|Jester reading a book (Photo credit: Wikipedia)|
I studied many books during my years in school. I don't mean I read them, although I did that too. I mean I studied them in the sense of critical analysis and interpretation. In elementary school, this largely focused on reading poets like Robert Frost and discussing what they were communicating. By grade 5, we were reading some of the less complex literary classics like To Kill a Mockingbird, and this would continue into junior high. In high school, the books become more complicated (e.g., Moby-Dick). The complexity continued to increased in college where I encountered everything from short stories written by African authors, modern literature (e.g., Beloved), and classic non-fiction relevant to my major (e.g., Man's Search for Meaning). Graduate school would bring more focused technical non-fiction reading, necessary due to the increasing specialization.
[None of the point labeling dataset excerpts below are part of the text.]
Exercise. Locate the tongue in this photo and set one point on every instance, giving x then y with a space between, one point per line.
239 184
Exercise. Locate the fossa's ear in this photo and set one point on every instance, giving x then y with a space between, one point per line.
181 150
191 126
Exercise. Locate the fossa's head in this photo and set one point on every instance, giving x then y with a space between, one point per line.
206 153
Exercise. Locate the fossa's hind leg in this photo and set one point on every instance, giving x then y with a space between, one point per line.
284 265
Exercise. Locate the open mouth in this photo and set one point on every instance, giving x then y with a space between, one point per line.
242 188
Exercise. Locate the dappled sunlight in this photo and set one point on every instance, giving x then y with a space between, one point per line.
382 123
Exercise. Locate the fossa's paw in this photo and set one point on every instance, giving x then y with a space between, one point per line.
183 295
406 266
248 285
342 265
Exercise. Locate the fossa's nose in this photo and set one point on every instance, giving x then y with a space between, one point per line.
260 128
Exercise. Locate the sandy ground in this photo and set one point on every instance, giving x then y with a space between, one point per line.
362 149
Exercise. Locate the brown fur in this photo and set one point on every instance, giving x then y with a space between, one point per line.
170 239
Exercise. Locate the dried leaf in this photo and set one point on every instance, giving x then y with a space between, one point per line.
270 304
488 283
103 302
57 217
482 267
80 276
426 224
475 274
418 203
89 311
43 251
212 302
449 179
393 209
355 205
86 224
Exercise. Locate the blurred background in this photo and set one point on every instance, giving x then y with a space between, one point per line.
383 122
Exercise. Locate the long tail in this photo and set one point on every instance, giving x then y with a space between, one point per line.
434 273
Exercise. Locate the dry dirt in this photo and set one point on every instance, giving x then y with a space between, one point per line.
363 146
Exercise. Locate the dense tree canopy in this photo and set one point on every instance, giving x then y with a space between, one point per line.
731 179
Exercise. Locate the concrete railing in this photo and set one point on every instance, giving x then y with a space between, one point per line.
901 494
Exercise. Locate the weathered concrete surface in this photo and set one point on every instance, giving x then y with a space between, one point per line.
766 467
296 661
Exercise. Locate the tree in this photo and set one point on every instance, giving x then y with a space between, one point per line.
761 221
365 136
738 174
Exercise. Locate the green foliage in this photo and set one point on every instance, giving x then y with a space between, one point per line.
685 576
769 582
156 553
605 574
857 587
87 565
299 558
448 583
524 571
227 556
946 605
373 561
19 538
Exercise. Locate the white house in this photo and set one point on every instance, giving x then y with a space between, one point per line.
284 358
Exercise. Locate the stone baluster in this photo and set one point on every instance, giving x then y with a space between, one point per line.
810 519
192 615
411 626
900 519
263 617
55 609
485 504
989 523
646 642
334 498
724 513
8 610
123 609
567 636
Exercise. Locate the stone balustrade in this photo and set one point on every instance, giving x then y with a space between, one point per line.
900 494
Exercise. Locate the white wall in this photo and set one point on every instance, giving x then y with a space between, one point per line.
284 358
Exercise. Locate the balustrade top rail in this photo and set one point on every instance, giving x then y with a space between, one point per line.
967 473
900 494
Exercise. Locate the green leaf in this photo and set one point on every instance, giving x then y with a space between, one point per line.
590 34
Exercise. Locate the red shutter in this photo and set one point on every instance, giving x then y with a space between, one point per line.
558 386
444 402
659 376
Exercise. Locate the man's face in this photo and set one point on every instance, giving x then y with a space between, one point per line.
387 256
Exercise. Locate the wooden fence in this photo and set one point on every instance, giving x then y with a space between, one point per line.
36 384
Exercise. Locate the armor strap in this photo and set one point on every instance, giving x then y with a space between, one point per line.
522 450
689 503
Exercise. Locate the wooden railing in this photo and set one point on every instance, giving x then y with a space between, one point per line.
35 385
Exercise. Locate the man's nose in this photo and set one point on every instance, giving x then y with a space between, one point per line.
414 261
What much of this study had in common, regardless of the subject matter of the books involved, was that it was widely understood that some level of interpretation was often necessary. In studying a book, poem, or short story, we often examined themes, symbolism, and subtle nuances of meaning. Reading a book like Crime and Punishment meant that we would not simply engage in a casual reading but probe the author's meaning, discuss various themes, and even debate the intent behind various parts. I almost always enjoyed this, and I suspect it is a big part of the appeal behind book clubs.
It makes perfect sense that Christians would want to engage in some sort of bible study. If they really think this book is "holy" in some way, I would think they would want to read it often, think about it, and discuss it with others. And if they truly regard it as "holy," I would assume they would live their lives by it. But the idea that one cannot understand what it says without first believing it is silly.
When a Christian makes this claim, my suspicion is always that what he or she is trying hard not to say is something like this:
My bible cannot possibly mean what it says because so much of what it says is truly vile. Since I cannot defend what the bible actually says to you, I will instead defend my interpretation and cherry picking. Thus, you won't understand it as I do until you believe what I do (i.e., that we should ignore or re-interpret the many parts we don't like even while we claim that it is the word of some god).The Christian is stuck claiming that his or her bible is "holy" because that is a core part of his or her faith. It is no longer open for debate; it is accepted as absolute truth. So what is such a Christian to do when confronted with one of the many vile parts of his or her "holy" book? His or her choices include defending the indefensible by arguing that the vile part is perfectly fine, re-interpreting the part away (e.g., "The parts of the Old Testament that make my god sound like a douche no longer apply"), or insisting that the person pointing it out is misunderstanding it.
Only the most rabid fundamentalists will pick the first option; the rest will rely on the other two. Of course, it should be noted that effective re-interpretation is likely to require some knowledge many Christians lack (you know, because few Christians seem to be willing to read their own "holy" book). This explains why the final choice is so damn popular. The Christian who has no idea what his or her bible says can still shout, "You just don't understand it!" at the atheist.